First, as I have said on two previous occasions at First Minister’s question time, Ruth Davidson is simply wrong in her assertions about the actions of the justice secretary and has produced no evidence to substantiate the claims that she is making.
The justice secretary behaved entirely appropriately; he asked questions about the process that the SPA had followed and when those questions could not be answered, the SPA and the then chair of the SPA reconsidered the decision.
As I have said to Ruth Davidson before, if she continues to maintain that she thinks that the justice secretary acted inappropriately in doing what he did, logically her position must be that the justice secretary should not have asked those questions and the then chief constable should have been allowed to return to work the following day, without the senior command having been informed, without the Police Investigations and Review Commissioner having been consulted about the impact on the on-going investigation, and without any steps having been taken to ensure the welfare of officers who had made complaints. I do not think that that would have been the right course of action. I will leave Ruth Davidson to explain why, as it seems, she thinks that it would.
Of course, we now have a new chair of the SPA in place. We have to act within the law in making such appointments—the process is laid down in law. However, a member of the Scottish Parliament was nominated by the Justice Sub-Committee on Policing to take part in that process. The Government was happy to accommodate that and we are open to looking at how further changes can be made. We have to be frank in telling Parliament that substantial changes to that appointments process would require primary legislation, but we are open to discussing that. I am sure that the debate will be taken forward in the months ahead.

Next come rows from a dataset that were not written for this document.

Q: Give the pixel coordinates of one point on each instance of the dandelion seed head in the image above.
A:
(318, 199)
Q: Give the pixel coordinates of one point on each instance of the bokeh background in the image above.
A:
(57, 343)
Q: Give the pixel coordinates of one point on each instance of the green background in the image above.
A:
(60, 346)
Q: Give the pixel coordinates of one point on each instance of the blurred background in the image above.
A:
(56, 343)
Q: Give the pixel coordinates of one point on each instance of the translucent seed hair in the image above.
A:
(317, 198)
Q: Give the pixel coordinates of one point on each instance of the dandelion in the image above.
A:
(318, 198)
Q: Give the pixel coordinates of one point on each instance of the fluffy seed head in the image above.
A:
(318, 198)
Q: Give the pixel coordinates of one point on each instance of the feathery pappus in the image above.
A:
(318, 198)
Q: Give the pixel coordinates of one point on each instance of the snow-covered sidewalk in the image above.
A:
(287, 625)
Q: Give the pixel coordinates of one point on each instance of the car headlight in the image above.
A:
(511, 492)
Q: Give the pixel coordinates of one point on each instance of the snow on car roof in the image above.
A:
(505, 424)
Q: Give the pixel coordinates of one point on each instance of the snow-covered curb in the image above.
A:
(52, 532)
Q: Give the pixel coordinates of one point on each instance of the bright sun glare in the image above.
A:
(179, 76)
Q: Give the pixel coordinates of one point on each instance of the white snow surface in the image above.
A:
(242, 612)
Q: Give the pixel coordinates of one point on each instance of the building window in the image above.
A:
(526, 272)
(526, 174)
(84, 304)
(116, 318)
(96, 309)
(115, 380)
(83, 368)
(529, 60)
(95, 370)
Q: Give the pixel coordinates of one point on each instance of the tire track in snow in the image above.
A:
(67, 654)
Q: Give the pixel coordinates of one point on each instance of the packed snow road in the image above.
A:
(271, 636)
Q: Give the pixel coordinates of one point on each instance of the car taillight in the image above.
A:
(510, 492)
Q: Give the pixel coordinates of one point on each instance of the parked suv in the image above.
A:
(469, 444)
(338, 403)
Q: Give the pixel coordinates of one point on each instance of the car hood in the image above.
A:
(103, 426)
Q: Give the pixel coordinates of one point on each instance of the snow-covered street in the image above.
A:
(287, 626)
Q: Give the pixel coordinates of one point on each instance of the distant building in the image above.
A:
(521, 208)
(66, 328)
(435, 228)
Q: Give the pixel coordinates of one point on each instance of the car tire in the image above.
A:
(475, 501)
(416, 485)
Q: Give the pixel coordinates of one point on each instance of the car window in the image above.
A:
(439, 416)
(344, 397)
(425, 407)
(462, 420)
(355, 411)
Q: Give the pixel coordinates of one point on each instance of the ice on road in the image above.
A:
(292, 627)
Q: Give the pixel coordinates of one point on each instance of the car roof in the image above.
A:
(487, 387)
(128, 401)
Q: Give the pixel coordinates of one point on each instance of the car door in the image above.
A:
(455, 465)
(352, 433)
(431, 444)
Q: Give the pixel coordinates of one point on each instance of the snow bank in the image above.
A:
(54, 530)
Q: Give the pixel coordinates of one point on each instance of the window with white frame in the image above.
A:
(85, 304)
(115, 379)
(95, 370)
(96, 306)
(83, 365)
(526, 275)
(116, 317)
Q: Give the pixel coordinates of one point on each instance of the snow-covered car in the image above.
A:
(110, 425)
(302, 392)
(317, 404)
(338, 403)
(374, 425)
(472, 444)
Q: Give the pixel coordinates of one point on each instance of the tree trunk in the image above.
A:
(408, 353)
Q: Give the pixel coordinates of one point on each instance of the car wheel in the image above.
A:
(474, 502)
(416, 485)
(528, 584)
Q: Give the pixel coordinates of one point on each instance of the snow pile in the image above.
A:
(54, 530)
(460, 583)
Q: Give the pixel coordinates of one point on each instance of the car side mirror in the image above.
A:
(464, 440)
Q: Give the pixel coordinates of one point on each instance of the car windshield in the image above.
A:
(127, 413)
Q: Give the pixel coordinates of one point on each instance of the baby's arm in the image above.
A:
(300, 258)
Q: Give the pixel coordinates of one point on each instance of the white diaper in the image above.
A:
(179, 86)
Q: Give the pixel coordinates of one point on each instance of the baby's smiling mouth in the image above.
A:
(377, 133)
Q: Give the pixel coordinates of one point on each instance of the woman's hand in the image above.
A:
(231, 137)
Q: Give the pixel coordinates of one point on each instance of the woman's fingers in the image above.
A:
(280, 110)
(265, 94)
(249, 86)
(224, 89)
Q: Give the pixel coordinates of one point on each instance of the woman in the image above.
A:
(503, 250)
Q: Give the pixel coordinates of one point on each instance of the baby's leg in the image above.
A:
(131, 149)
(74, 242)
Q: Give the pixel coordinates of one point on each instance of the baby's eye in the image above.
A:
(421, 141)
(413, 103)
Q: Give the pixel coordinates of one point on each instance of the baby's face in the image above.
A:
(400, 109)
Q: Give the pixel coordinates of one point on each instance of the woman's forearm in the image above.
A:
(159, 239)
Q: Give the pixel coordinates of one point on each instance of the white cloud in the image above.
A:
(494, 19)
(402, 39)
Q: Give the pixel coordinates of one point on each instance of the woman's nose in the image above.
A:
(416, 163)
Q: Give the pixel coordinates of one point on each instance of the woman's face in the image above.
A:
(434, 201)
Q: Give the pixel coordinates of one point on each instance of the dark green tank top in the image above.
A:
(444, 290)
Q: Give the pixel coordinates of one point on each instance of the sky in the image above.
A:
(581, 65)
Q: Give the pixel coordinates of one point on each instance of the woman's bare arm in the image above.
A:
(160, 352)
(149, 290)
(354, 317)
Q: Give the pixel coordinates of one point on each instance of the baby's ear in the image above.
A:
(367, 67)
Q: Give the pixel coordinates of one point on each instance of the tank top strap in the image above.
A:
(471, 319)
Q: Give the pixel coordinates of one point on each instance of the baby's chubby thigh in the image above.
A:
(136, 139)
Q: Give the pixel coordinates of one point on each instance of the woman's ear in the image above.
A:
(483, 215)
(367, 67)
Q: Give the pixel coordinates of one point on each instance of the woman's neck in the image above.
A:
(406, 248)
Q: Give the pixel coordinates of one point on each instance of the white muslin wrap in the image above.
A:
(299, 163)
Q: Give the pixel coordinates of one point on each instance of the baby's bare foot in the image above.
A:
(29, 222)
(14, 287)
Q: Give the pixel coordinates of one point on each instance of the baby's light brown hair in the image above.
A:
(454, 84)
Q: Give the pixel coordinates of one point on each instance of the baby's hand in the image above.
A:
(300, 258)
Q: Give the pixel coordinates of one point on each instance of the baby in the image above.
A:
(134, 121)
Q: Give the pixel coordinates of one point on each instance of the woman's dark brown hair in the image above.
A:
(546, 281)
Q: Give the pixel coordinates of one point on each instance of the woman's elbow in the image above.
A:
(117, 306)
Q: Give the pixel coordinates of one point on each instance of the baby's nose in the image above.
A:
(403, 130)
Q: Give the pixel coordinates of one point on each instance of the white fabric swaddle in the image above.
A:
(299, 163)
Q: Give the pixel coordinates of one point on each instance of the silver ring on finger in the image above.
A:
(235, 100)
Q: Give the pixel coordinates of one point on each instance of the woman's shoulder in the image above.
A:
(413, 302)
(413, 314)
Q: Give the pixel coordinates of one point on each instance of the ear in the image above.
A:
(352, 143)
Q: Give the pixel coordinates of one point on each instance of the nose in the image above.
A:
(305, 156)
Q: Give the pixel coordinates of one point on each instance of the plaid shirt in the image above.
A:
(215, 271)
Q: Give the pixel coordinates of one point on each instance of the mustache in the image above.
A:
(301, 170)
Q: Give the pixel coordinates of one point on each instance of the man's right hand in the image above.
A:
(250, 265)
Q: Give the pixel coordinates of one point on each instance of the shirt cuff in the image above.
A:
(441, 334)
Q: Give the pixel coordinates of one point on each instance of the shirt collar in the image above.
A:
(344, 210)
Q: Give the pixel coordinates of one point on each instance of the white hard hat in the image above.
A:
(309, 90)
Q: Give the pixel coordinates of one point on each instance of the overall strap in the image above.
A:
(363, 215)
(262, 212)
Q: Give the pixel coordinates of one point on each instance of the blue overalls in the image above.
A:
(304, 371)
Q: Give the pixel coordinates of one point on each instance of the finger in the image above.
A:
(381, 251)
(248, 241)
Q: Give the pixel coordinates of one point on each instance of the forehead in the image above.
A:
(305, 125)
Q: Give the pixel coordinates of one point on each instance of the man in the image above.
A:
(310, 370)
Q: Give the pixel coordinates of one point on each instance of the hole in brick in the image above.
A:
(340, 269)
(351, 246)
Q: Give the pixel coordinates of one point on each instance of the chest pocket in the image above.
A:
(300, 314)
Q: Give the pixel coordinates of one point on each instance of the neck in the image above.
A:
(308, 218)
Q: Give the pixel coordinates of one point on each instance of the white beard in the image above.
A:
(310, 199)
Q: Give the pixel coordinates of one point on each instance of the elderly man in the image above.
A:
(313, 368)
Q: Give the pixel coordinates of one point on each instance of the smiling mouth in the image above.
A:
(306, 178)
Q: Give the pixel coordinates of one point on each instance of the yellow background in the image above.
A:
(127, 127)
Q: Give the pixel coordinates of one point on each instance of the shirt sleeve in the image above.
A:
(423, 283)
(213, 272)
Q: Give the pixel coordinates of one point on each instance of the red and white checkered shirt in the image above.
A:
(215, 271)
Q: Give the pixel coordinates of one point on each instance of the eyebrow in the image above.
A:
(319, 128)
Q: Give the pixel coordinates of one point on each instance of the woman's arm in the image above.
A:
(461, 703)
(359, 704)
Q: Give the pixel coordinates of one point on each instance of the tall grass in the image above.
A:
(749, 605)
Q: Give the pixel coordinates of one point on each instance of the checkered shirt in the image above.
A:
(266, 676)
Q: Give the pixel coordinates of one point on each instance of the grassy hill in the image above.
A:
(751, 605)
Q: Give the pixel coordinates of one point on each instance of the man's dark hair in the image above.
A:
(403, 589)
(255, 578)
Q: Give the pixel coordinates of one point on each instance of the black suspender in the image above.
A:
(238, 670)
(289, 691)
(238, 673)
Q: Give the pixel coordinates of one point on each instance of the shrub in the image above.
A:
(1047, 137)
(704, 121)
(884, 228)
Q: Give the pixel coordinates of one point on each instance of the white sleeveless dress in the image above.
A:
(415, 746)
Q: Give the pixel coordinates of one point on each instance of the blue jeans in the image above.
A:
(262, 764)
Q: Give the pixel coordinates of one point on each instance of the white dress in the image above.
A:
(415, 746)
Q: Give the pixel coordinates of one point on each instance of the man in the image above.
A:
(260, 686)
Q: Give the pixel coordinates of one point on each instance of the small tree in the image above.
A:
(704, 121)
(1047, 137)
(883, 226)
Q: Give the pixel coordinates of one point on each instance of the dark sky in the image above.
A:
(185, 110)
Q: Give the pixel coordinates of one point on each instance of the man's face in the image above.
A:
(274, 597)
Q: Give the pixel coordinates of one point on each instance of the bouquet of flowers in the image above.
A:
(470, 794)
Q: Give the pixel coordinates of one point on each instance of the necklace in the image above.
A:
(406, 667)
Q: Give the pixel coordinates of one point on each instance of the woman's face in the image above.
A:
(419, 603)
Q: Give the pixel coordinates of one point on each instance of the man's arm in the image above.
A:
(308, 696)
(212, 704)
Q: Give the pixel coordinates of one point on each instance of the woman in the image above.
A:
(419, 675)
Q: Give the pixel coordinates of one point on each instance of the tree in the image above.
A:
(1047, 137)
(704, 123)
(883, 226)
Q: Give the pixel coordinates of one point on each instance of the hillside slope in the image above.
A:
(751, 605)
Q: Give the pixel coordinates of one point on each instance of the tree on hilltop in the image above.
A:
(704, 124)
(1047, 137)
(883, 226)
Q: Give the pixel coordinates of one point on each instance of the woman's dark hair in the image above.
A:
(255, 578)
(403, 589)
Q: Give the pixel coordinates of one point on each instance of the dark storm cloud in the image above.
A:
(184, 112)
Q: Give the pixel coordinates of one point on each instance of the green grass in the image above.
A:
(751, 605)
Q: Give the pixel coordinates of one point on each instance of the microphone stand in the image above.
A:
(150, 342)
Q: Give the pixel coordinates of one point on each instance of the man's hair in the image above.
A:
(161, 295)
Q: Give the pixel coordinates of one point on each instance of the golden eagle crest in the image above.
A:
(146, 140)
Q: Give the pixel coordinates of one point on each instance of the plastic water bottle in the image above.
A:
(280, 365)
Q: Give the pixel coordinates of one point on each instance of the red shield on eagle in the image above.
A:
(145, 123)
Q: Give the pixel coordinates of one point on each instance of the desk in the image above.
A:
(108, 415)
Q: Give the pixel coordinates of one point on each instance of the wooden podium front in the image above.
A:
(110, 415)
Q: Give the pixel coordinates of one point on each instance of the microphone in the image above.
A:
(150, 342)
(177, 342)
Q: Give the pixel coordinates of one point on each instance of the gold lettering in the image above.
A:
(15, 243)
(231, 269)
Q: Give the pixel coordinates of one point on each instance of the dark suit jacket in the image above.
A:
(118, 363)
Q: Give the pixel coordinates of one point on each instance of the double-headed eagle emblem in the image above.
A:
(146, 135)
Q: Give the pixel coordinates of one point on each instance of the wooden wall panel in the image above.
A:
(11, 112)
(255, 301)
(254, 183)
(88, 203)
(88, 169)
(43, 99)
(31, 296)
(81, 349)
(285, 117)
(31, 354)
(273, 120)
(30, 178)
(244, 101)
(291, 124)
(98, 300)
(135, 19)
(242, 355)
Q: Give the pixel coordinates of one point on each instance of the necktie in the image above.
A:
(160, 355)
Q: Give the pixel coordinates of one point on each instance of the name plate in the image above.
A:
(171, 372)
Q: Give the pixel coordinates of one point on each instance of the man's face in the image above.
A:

What happened in between was that an MSP was appointed to take part in the process. Therefore, in that intervening period, the change that was made was one that could be made within the law that we are, frankly, bound by in making the appointment.
Ruth Davidson may think—she may well be right—that there are in place for other bodies different processes that would be preferable. The point is that the process that we have to abide by right now is laid down in statute. We cannot simply ignore it. If we want to make more substantive changes in the future, we will need to do so through primary legislation. It would be entirely appropriate for Parliament to consider that, but that is what would be required.
On the appointment that has just been made, we involved Parliament in a way that is consistent with the law by which we are bound. That was the right thing to do. We now have a new chair of the SPA in place: I hope that we will all support her in getting on with the job that she is doing. She has made an excellent start in that job.